The thinking, he said, is that those who score in the highest percentages on the PFA are those who exhibit the healthy habits and behaviors the Air Force is looking for year-round; they don't need much evaluation or prodding. And even if a top-scorer did the unlikely, and started habitually gorging on Cheetos and beer immediately after finishing the PFA, Baumgartner reasons it would take some time before they found themselves at risk of failing the test.
"What if one of those 96 [scorers] decided to become a couch potato?" he said. "How long would it take before they went from a 96 to a failing level? It's probably going to take more than a year."
The current Air Force fitness assessment includes an abdominal circumference measurement, 1.5-mile times run, and times test to complete as many pushups and situps possible within one minute. All four components must be completed within a three-hour window in a single day.

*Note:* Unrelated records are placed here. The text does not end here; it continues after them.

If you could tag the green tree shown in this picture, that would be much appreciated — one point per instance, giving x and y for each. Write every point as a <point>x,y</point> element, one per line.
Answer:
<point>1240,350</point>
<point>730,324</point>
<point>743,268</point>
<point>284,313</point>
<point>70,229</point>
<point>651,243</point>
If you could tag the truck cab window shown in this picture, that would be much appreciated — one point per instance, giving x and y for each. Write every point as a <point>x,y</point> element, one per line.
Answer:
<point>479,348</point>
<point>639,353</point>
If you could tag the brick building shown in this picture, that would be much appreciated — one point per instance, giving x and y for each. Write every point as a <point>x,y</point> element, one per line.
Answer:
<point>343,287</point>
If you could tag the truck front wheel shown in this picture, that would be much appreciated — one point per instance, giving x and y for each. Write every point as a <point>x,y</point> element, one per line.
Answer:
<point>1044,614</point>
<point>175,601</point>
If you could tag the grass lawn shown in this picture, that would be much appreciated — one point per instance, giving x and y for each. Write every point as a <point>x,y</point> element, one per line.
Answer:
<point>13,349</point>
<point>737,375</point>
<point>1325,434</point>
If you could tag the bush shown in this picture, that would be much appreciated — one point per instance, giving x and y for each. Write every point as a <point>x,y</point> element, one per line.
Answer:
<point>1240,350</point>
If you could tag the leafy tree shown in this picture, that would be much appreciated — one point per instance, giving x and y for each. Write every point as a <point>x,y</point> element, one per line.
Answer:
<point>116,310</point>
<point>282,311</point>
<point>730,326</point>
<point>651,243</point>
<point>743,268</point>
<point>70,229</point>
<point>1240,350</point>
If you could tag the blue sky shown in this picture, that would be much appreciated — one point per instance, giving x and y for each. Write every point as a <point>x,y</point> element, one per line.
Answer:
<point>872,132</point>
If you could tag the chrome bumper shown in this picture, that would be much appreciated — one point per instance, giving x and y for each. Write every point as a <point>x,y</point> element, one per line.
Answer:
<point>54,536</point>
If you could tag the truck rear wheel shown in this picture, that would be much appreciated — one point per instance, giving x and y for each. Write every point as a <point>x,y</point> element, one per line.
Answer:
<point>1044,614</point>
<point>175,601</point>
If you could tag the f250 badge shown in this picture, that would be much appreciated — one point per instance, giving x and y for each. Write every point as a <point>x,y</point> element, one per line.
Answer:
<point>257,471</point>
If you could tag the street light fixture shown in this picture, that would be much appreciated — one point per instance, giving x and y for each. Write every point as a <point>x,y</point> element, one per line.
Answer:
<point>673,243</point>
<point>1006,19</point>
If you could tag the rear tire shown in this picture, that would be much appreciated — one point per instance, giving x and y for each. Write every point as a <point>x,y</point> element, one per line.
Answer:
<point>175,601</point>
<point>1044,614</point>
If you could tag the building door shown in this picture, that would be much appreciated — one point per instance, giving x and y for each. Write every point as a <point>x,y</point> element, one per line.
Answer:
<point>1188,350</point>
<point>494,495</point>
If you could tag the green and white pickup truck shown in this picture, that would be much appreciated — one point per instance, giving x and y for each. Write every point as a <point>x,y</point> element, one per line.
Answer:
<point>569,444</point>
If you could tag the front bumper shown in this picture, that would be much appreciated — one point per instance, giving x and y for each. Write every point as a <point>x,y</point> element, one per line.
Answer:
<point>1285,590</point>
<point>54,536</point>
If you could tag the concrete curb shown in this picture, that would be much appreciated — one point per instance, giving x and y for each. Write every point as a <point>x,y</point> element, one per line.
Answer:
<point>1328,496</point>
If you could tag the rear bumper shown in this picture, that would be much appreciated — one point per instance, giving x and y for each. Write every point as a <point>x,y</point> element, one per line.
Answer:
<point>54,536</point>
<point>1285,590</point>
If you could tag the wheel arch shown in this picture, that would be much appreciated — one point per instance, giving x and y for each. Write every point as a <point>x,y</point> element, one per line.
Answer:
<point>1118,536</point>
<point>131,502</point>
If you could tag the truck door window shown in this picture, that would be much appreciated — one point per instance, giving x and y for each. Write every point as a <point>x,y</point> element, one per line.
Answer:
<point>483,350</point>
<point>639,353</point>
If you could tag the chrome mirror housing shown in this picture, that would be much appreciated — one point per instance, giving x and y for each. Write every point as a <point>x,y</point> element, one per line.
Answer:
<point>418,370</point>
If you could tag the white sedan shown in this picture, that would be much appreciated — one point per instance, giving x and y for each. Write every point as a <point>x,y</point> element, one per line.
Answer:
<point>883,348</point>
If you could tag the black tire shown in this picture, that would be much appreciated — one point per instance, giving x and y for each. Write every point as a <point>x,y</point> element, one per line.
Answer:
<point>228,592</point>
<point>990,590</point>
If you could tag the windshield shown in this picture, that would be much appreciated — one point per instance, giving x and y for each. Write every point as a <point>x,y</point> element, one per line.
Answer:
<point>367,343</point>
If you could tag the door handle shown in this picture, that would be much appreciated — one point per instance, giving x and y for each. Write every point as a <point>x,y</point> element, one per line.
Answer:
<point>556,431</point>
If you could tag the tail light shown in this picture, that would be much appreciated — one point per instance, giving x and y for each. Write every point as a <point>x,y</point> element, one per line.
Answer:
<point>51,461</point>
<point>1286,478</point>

"Hey Airman John Doe, because you score a 95, how about you don't have to test for another 18 months," Baumgartner said. "They're incentivized by that idea."
For those who do dread the test itself, Baumgartner is also proposing a change that may reduce testing anxiety.
He suggested that airmen might be able to take a pressure-free pretest, scheduled in advance with designated proctors, ahead of their set mandatory PFA. Failure of this pretest would have no negative consequences; but a passing score would count for that testing cycle.
"We know from the literature that when consequences are removed, people tend to do slightly better," Baumgartner said. "We bounced it off some airmen of all different scores, and the overall feedback is very positive."
If airmen schedule pretests in coordination with other PFAs, he said, it won't require any additional labor or resources to facilitate them.
Any improvements and changes, Baumgartner stressed, must be made with an eye to staying resource-neutral -- not increasing the time it takes to administer tests or the required equipment or manpower.
He also emphasized that the current test works as-is, although his office is always seeking improvements. Right now, they're assessing feasibility and collecting feedback on the various proposals.
"If a plane can fly from A to B and do its job, we're happy to consider one that can do it better," he said. "However, it doesn't mean the current plane is broken."